If PSNR2 < PSNR1, then it is assumed that modelling effect is bad；Remember ERR=PSNR1-PSNR2；If ERR < 5, then think to instruct Practice hyper parameter and problematic, return step 4, the hyper parameter of regularized learning algorithm rate, then re -training parameter model are set；If ERR >= 5, then it is assumed that problem, return step 3 make data set include more scenes to the partition strategy of data set by EDS extended data set again, It is trained and verifies after repartitioning training set and test set；

If two image difference are larger, PSNR value exceeds minimum predetermined threshold value, then adjusting training collection, test set；

If two image difference are smaller, PSNR value is between best preset threshold and minimum predetermined threshold value, then return step 4 Adjust the parameter of super-resolution convolutional neural networks, re -training parameter model.

Described is implemented as follows using parameter model reconstruction image:

1. the low-resolution image of input, which is gone to YCbCr color space, takes grayscale image, as the defeated of image reconstruction operation Enter i.Down-sampling is carried out to image i, the step-length of down-sampling is set as k, obtains the image of low dimensional；

2. the image of pair low dimensional uses bicubic interpolation, target sizes are amplified to, that is, the low resolution figure inputted As size；

3. reading the parameter in parameter model, weight and biasing including each network node.Pass through three-layer coil product network Nonlinear Mapping is done to the image after interpolation, it is after obtained reconstruction as a result, image I；

4. image I is gone back to RGB color figure, the high-definition picture rebuild.

The present invention has the beneficial effect that:

The novelty of the present invention is deep learning to be applied to the inter-prediction of Video coding, convolutional Neural net is used Network carries out feature extraction to estimation, the operation of motion compensation image sequence and training learns.Meanwhile using super-resolution Rate neural network, in image reconstruction, the image quality of image can be enhanced.
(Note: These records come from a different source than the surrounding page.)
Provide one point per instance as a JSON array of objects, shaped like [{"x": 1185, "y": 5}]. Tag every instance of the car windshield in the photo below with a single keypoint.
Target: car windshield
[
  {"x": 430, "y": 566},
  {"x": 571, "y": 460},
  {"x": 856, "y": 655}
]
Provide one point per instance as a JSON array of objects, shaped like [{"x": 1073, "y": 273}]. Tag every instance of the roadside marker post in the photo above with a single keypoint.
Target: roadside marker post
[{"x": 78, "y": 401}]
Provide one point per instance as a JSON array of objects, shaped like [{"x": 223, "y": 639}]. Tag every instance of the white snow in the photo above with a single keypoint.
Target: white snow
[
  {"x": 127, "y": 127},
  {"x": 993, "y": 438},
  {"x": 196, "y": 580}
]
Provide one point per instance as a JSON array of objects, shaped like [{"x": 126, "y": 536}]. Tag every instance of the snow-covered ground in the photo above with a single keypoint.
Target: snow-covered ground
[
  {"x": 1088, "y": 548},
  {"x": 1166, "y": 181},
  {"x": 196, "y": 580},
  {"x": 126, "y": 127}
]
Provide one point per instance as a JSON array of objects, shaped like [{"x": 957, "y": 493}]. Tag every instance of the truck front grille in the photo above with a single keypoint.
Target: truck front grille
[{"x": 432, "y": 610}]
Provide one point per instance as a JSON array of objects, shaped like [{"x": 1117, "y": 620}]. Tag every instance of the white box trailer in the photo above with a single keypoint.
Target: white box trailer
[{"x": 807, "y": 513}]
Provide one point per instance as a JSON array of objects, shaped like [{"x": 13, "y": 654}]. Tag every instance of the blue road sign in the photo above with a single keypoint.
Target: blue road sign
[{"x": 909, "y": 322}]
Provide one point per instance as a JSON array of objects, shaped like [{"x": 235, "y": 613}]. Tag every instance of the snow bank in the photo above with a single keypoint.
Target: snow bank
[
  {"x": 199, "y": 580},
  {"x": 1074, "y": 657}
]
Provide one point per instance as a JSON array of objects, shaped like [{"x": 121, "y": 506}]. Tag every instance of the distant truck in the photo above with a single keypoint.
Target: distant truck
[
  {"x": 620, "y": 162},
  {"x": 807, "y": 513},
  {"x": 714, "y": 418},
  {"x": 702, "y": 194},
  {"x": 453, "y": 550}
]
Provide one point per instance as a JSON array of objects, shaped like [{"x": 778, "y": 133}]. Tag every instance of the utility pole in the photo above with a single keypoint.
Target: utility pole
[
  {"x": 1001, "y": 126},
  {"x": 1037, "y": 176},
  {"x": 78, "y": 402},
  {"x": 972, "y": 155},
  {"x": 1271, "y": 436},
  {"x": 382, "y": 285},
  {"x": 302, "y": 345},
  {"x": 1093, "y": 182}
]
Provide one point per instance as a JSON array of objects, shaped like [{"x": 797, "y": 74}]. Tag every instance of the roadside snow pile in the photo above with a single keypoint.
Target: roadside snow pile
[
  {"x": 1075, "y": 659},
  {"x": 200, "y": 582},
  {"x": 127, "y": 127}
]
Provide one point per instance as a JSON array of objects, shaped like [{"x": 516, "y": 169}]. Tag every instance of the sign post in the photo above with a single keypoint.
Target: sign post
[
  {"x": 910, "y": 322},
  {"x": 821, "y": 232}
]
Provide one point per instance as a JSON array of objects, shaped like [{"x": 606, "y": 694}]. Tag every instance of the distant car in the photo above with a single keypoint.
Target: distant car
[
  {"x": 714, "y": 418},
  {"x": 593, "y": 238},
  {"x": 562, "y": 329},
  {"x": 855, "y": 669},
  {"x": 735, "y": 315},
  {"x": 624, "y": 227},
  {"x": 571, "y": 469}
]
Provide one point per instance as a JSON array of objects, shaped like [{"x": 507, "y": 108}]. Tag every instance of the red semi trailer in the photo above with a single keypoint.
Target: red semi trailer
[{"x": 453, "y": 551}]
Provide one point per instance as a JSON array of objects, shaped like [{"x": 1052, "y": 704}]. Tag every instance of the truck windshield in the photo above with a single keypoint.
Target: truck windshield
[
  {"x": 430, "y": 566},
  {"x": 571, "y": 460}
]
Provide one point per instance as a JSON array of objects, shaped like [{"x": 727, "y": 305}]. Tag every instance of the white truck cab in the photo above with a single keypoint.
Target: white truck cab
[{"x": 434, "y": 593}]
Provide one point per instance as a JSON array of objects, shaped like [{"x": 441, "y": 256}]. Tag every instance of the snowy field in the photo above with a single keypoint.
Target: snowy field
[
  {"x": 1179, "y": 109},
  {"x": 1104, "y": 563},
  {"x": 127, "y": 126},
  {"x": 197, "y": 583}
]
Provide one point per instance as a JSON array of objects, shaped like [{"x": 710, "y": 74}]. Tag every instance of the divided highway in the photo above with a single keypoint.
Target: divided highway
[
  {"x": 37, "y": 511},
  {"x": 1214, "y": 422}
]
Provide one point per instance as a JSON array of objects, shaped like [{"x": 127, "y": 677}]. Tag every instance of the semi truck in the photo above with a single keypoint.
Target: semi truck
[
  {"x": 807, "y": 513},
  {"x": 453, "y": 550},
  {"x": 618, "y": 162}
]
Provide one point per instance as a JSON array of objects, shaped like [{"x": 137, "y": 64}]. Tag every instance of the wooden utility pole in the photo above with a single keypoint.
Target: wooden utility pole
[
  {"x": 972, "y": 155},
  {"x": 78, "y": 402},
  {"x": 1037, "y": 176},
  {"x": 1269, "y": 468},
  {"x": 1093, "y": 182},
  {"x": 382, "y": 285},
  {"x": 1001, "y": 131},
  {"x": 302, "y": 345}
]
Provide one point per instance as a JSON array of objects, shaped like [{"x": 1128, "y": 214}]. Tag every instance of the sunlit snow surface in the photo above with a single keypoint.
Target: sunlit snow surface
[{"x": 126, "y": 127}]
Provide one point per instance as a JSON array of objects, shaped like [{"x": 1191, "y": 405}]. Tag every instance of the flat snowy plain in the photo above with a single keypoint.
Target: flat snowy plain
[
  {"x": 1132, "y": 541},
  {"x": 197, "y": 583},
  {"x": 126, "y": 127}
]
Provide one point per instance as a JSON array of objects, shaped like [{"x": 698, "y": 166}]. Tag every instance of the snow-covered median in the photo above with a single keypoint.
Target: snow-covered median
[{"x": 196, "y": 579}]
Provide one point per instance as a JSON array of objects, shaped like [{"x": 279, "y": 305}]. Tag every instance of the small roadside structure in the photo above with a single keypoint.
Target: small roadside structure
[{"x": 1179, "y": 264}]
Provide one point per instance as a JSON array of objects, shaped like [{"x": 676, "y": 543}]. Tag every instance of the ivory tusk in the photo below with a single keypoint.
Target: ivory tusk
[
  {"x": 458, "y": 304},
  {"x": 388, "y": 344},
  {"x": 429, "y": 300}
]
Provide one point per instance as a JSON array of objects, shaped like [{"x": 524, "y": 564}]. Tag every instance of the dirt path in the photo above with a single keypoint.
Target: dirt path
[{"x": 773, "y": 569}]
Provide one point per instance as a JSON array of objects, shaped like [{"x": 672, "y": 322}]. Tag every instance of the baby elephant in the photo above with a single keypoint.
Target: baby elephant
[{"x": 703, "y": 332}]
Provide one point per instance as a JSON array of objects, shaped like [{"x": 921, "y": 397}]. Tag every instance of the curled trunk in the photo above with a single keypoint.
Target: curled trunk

Detailed description of the invention

Fig. 1 is the schematic diagram of super-resolution convolutional neural networks SRCNN；

Fig. 2 is the flow chart that the present invention is implemented.

Specific embodiment

Present invention is generally directed to the inter-frame prediction methods in Video coding to carry out algorithm innovation, the training for entire model Process is described in detail, and below in conjunction with attached drawing, elaborates specific implementation step of the invention, the purpose of the present invention and Effect will be apparent.

Fig. 1 is the schematic diagram of super-resolution convolutional neural networks SRCNN, and Cong Tuzhong is it will be clear that the convolutional Neural Network structure is simple, by Nonlinear Mapping and image reconstruction, can play humidification to the image quality of image.With the net Network can improve the resolution ratio of image while carrying out inter-prediction to image sequence.

Fig. 2 is implementation flow chart of the invention, and wherein concrete operations include:

It include a variety of different scenes 1. collecting the video file of a large amount of yuv formats.

2. being compressed using different quantization parameters to video file, quantization parameter is higher, then compression degree is higher, main Pay close attention to compression ratio of the quantization parameter between 28 to 42.

3. extracting image sequence from video file, according to the video of different durations, the image of different number is extracted, to protect The interval for demonstrate,proving image sequence is consistent.In order to guarantee that the variation between the two field pictures of front and back is little, the time interval for extracting image will be set Very little is set to obtain, is arranged with specific reference to the length of video.

Estimation, motion compensation 4. pair each image extracted is taken exercises, this operation be specially input present frame and Next frame image takes exercises estimation, motion compensation to present frame by comparing two field pictures.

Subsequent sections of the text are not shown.